# We've got Goldcrests in the garden.



## adonisito (Nov 6, 2009)

Now, here in Bognor there isn't a coniferous forest to be seen, but we've had a pair of goldcrests feeding on the rosebuds, lovely little birds and not common in gardens I thought - or am I wrong?


----------



## autostratus (May 9, 2005)

adonisito said:


> Now, here in Bognor there isn't a coniferous forest to be seen, but we've had a pair of goldcrests feeding on the rosebuds, lovely little birds and not common in gardens I thought - or am I wrong?


Lucky you. We saw them in Northamptonshire a few years ago.
Furtive little bird scrabbling about in a hedge bottom.

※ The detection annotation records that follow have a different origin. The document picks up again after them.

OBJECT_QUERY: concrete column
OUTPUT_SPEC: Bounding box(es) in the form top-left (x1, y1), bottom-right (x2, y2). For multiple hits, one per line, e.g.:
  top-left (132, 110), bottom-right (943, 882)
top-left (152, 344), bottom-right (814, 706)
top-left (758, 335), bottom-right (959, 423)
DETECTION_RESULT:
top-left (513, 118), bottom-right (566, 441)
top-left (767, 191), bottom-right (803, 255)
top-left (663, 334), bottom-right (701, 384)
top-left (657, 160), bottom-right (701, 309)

Also seen them in Mallorca as well as Firecrests. Beautiful little birds, both.


----------



## bognormike (May 10, 2005)

that's nice, it's amazing what different birds turn up in the gardens. We haven't had any thrushes for ages (too many cats & people using chemicals on their gardens :x ), but we had one yesterday morning.


----------



## paulmold (Apr 2, 2009)

We rarely get birds in our garden (except big fat woodpigeons) due to lots of cats using our garden like the M1 but we had a pair of goldfinches nesting in our miniature elm tree in 2008 & 2009 but did not show last year.


----------



## Jodi1 (Mar 25, 2010)

It is unusual to see Goldcrests as they are normally at the top of coniferous trees, but they are not rare as such. Being such little birds they struggle in hard winters and a local population can be wiped out. We have some sort of fir trees rather close to the house (too close really, but the owner won't do anything about them, but thats another story) For years I've heard Goldcrests twittering away and occasionally caught a glimpse, but one year, one - a male I presum - started attacking his reflection in the corner of the velux window, so we had a lovely view. Another time, one flew into the window and I found it stunned on the patio. Luckily it recovered, but for a few minutes I was privledged to hold this tiny bundle of fluff. After last winters cold there seemed to be no Goldcrests any more, but since January there has been one, occasionally two, eating from the birdfeeders. They seemed particularly fond of apple and the fat balls. Strange fair for an insect eating bird, but needs must I guess

Lovely little things and a real pleasure to see them. They are officially Britains smallest bird being marginally smaller then the Wren


----------



## patnles (Oct 26, 2006)

We've had at least one pair of goldcrest visiting our garden for over 20years. We have only one conifer but there are a few in neighbouring gardens. In our garden they spend most of their time in an old yew tree but we often see them around the rockery and waterfall, which is only 6ft from our lounge window.
According to the RSPB cd-rom "Guide to British Birds", goldcrest are quite widespread around the British Isles.
Lesley


----------



## aldra (Jul 2, 2009)

*goldcrests*

adonisito
,
jealous, I don't have any goldfinch, but secretly delighted that you do

aldra


----------



## aldra (Jul 2, 2009)

*goldcrest*

dont have them either
might have to put you back on my cultured list
aldra


----------